Mapping HTTP requests to HTTP responses

Question

If I make multiple HTTP Get Requests to the same server and get HTTP 200 OK responses to each one how do I tell which request maps to which response using Wireshark?

Cur

Answer 1

While I was googling for a complete different question, I saw this one and I think I can provide a more complete answer :

HTTP dictates that responses must arrive in the order they were requested, Therefore, if you are looking at a single TCP connection at a given time you should be seeing :

Request ; Response ; Request ; Response ...

Also in HTTP/1.1, there is support for "Pipeline" where the client doesn't have to wait for responses to arrive in order to issue the next request.

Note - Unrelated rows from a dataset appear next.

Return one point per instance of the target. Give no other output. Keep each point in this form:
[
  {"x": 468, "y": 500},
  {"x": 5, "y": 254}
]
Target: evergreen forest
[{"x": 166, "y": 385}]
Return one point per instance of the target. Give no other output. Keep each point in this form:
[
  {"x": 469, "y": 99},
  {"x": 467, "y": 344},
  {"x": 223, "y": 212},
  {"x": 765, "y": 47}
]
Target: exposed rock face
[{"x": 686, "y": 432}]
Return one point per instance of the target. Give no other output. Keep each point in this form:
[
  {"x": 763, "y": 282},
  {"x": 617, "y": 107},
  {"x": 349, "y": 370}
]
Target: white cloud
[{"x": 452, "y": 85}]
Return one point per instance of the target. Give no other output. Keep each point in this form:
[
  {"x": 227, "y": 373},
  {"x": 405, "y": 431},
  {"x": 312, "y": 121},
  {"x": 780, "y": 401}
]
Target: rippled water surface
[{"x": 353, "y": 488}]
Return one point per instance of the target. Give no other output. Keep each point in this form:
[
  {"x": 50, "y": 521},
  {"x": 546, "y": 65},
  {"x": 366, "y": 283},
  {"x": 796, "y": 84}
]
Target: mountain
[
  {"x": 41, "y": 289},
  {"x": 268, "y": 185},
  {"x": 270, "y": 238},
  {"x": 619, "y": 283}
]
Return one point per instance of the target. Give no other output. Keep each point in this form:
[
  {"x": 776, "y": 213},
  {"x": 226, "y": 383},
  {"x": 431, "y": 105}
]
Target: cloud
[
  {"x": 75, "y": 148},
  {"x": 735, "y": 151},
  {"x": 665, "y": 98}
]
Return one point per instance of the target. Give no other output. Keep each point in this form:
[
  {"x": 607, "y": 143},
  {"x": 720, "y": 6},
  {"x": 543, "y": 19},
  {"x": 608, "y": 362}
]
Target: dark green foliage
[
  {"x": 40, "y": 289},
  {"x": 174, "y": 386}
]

What could be observed in such cases is :

Request ; Response ; Request ; Request ; Response ; Response ; Request ; Response

In the HTTP response itself, there is no reference to the specific request that triggered it.

Filipo's suggestion is classic when debugging / observing a single TCP connection, but, when observing multiple TCP connections, you can't click the follow TCP Stream because you'd have to do it for each connection.

If you have many TCP connections, and many requests/responses you will have to look at TCP Source port in the request packet, and the TCP dest port in the response packet to know which response is related to each tcp connection, and then apply the HTTP request/response order rules.

Also, Wireshark CAN decompress the response body, and it will do it automatically if all the response body has arrived, but it will do so NOT in the Follow TCP Stream.

I always use Wireshark to debug HTTP.